AUTHOR=Chen Dong , Li Sai , Chen Yu TITLE=ISTRF: Identification of sucrose transporter using random forest JOURNAL=Frontiers in Genetics VOLUME=13 YEAR=2022 URL=https://www.frontiersin.org/journals/genetics/articles/10.3389/fgene.2022.1012828 DOI=10.3389/fgene.2022.1012828 ISSN=1664-8021 ABSTRACT=

Sucrose transporter (SUT) is a type of transmembrane protein that exists widely in plants and plays a significant role in the transportation of sucrose and the specific signal sensing process of sucrose. Therefore, identifying sucrose transporter is significant to the study of seed development and plant flowering and growth. In this study, a random forest-based model named ISTRF was proposed to identify sucrose transporter.
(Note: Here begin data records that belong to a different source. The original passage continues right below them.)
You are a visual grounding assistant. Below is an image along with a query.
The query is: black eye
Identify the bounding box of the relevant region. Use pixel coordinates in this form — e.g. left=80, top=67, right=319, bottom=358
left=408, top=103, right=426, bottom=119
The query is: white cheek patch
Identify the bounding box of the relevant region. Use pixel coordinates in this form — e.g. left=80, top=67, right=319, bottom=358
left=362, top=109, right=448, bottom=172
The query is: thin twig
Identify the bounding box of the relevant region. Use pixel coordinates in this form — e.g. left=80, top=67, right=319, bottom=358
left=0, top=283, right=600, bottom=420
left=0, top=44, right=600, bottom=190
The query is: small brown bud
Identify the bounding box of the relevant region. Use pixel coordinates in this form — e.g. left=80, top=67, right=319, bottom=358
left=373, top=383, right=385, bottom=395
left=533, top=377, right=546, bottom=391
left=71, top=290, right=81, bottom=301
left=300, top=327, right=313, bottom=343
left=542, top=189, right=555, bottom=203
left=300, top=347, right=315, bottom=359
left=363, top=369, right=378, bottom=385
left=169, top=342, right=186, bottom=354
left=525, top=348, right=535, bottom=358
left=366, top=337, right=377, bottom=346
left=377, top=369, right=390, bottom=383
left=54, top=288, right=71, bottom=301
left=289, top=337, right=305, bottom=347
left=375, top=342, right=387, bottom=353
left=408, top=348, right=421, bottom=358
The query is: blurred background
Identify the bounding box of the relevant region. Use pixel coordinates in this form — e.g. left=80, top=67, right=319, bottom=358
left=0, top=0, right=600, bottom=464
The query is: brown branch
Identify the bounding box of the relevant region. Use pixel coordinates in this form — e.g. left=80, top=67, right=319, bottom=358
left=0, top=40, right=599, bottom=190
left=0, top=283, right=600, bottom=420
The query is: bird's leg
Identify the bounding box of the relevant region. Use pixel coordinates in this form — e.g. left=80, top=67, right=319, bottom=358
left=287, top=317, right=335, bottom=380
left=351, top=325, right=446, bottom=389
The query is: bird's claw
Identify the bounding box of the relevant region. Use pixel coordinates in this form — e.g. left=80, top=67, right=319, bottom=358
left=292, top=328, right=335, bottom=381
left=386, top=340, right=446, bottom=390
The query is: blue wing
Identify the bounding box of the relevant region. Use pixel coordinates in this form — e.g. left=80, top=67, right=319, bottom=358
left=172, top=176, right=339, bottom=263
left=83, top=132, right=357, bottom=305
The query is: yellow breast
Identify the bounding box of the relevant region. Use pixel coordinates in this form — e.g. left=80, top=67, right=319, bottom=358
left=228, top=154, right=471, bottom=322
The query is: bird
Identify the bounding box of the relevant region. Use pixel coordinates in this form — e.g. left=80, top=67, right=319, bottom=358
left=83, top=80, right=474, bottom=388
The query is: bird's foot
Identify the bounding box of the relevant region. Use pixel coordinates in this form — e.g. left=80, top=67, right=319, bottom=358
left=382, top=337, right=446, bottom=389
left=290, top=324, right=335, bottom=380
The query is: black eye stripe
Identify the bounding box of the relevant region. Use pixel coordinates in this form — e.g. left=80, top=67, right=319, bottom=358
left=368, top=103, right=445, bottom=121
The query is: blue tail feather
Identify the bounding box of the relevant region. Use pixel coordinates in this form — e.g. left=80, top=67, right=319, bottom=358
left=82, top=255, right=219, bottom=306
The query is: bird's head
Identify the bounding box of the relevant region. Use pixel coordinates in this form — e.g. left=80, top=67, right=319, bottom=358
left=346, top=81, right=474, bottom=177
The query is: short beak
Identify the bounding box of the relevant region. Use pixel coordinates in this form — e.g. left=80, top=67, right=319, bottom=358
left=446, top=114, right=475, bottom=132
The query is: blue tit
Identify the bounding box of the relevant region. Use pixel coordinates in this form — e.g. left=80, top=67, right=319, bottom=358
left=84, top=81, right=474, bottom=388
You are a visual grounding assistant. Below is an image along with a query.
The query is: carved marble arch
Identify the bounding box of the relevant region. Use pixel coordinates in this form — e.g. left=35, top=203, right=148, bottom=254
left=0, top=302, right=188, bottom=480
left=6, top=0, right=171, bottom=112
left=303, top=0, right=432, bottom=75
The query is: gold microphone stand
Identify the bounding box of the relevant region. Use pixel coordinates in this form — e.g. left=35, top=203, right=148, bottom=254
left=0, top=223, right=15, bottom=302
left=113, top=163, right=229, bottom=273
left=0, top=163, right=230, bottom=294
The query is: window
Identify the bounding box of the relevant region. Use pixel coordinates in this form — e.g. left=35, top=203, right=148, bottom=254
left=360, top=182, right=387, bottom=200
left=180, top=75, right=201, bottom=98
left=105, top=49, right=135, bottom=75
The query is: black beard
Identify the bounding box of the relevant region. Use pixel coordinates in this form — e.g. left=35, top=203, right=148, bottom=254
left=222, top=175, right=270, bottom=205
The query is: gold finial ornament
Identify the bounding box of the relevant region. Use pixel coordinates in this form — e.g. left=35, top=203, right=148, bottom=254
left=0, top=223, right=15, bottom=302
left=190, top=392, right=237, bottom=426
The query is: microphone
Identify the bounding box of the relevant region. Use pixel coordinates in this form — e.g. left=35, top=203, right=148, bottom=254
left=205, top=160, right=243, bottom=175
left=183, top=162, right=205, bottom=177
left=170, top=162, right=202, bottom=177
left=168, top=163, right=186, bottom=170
First, a database containing 382 SUT proteins and 911 non-SUT proteins was constructed based on the UniProt and PFAM databases. Second, k-separated-bigrams-PSSM was exploited to represent protein sequence. Third, to overcome the influence of imbalance of samples on identification performance, the Borderline-SMOTE algorithm was used to overcome the shortcoming of imbalance training data. Finally, the random forest algorithm was used to train the identification model. It was proved by 10-fold cross-validation results that k-separated-bigrams-PSSM was the most distinguishable feature for identifying sucrose transporters. The Borderline-SMOTE algorithm can improve the performance of the identification model. Furthermore, random forest was superior to other classifiers on almost all indicators. Compared with other identification models, ISTRF has the best general performance and makes great improvements in identifying sucrose transporter proteins.